Reviewed by Colin Jacobson (February 15, 2017)
A few years back, Kevin Smith threatened to quit filmmaking. This didn’t take: while Smith scaled back his directorial schedule, he continued to create new movies. For his latest epic, we find 2016’s Yoga Hosers.
Set in Winnipeg, we meet high school sophomores Colleen Collette (Lily-Rose Depp) and Colleen McKenzie (Harley Quinn Smith). The best pals live a pretty standard teen life with parties and hoped-for relationships with boys.
Colleen Collette’s father Bob (Tony Hale) owns a local convenience store, and the girls work there. After they learn about their area’s 1940s dalliance with fascism, they encounter this long-dormant threat in bizarre fashion as Nazi sausages attack them.
Really.
If I looked hard, I could probably find a filmmaker whose career went into the crapper as hard as Smith’s, but that’s elite territory. I can’t claim this freefall occurred quickly, though, as I think Smith sowed the seeds with 2004’s Jersey Girl.
On one hand, I don’t like to come down too hard on Jersey, as it offered Smith’s attempt to broaden his horizons. He tried to go in a different cinematic direction – and failed miserably. Jersey got brutal reviews and flopped at the box office.
Though Smith claimed that 2001’s Jay and Silent Bob Strike Back would be his final visit with the characters who brought him fame, the failure of Jersey immediately sent him back to the womb. 2006 brought Clerks II, a movie that failed like a pale imitation of the filmmaker’s style.
After that, matters got worse, as subsequent Smith efforts continued to flounder, a trend that culminated in Smith’s “sell-out” flick: 2010’s Cop Out. For the first time, Smith directed a script by someone else, and his lack of connection to the material showed in the mostly witless action-comedy.
After two darker-edged movies, Hosers brings us Smith’s first clear comedy in a while, so one might expect a return to form. He seems to have abandoned all hopes of commercial success, and fans might think this makes Smith free to follow his muse and fulfill his artistic destiny.
Or maybe not. I never saw Red State or Tusk, so I can’t officially call Hosers Smith’s worst movie – and yet I’m going to do so anyway. State and Tusk may be terrible for all I know, but it’s unimaginable that they’re worse than this atrocity.
Hosers> finds him at his nadir as a storyteller. Hosers takes forever to get to its ostensible “plot”, and it fills those minutes with nothing more than pointless, rambling stabs at comedy.
Smith gets credit as the screenwriter here, but most of the time, the viewer will assume the actors made up the dialogue as they went. There’s a blathering sense of indulgence here, as Smith throws out any kind of allegedly comedic concept he can conjure without regard for the film as a whole.
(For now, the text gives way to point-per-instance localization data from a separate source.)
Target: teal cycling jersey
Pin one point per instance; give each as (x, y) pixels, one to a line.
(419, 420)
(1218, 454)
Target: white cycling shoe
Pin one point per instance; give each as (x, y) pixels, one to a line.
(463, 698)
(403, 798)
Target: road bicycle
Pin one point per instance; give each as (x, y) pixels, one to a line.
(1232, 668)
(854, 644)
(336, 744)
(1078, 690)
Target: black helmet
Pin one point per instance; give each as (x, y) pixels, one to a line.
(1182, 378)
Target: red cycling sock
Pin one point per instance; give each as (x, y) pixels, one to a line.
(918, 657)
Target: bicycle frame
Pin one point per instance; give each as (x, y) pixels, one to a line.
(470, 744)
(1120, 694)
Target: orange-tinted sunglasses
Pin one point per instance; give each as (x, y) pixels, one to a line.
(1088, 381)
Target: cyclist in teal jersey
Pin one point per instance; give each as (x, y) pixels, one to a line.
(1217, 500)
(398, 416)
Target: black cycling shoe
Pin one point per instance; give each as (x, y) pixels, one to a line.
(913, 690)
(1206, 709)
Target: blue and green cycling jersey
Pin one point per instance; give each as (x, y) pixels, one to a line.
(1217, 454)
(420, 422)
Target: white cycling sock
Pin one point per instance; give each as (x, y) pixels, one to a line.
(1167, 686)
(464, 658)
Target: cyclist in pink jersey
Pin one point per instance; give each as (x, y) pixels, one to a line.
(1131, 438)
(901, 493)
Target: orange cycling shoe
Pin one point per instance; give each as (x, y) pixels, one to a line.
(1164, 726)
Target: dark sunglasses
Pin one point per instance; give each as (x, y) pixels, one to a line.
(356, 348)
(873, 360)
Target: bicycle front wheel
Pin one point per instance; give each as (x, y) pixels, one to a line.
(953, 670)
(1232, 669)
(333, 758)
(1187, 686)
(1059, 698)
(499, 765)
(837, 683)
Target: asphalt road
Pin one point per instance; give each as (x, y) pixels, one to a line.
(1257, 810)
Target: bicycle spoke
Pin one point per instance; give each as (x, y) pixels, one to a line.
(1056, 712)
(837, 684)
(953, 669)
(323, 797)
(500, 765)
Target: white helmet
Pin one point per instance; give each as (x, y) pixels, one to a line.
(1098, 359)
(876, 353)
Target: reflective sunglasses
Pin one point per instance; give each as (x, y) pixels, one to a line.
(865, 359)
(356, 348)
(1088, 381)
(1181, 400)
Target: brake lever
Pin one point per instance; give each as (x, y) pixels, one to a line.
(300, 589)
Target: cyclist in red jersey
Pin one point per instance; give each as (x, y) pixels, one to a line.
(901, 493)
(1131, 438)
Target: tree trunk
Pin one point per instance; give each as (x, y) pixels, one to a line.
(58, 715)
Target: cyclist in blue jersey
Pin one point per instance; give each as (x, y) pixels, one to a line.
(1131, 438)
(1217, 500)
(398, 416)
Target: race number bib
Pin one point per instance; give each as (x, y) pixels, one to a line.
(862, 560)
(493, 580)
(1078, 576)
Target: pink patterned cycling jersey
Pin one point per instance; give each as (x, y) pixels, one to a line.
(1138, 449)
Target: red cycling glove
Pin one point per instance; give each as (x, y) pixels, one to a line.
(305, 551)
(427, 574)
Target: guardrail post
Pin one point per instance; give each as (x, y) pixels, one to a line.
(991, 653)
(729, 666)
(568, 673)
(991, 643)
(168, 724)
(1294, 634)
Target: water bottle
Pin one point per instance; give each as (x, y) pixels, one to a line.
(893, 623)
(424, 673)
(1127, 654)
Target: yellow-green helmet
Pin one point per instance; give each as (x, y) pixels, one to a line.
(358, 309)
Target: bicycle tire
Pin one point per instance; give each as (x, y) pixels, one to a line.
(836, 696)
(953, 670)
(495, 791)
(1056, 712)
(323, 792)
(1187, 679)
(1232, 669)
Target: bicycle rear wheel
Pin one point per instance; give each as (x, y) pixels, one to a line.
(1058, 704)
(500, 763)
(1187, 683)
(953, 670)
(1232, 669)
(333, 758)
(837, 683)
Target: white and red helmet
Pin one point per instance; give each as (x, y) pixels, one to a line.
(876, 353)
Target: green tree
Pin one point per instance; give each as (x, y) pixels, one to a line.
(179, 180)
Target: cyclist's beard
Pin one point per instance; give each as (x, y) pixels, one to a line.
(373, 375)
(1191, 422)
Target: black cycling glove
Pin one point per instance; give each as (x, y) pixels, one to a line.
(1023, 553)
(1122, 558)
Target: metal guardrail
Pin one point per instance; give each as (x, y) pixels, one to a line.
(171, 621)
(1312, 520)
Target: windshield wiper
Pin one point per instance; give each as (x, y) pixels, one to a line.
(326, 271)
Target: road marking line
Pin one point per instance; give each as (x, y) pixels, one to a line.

That’s why it takes a good half an hour before the movie makes any clear attempts to pursue its main story – and even then, it ambles and goes down pointless side paths with abandon. Hosers includes enough content for a 10-minute short but Smith pads this out to 87 minutes and the film feels bloated.
I remember when Smith boasted clever insights and wit, but he doesn’t even attempt anything smart in Hosers. Much of the film focuses on cheap gags about bodily functions and Canadian accents, with the occasional self-referential moment thrown in as well.
Smith believes he’ll look smart if he reminds us of his prior flicks – or other pop culture bits, too. I suspect Smith believes he’s skewering modern society but instead, he just throws out random comments without logic or insight.
Oh, and expect cameos – lots and lots of cameos. Smith broke open his Rolodex for Hosers, which means a surprisingly good cast for a movie that appears to have cost 38 dollars to make. You’ll find plenty of known actors along with one major star whose identity becomes obvious when you look at Lily-Rose’s last name.
Even with so much talent, nothing about Hosers works, and it becomes tough not to pity the poor actors. Did they realize how awful the film was while they made it? Did they go along with the proceedings to be nice to Smith? Did anyone think they might need to stage an intervention to save the director from himself?
Remarkably, Hosers gets more depressing in its climax, a sequence that includes a scene in which Smith does nothing more than lash out at critics who were “mean” to him. Apparently film reviewers who dislike the mediocre or worse movies Smith has made over the years harshed his mellow and deserve to be woodshedded, so he uses the Nazi theme as an excuse to take down his detractors.
Here’s a better idea, Kev: make a movie as good as Clerks - or even Zack and Miri - and we’ll get off your back. With Hosers. all you did was give the critics more ammunition, as you created a cheap, stupid effort totally devoid of any humor or cleverness.
I used to like Smith a lot and I’d look forward to his films. Hosers shows that whatever talent he once possessed has evaporated. Maybe Smith will eventually rebound, but based on the evidence found here, I wouldn’t count on it.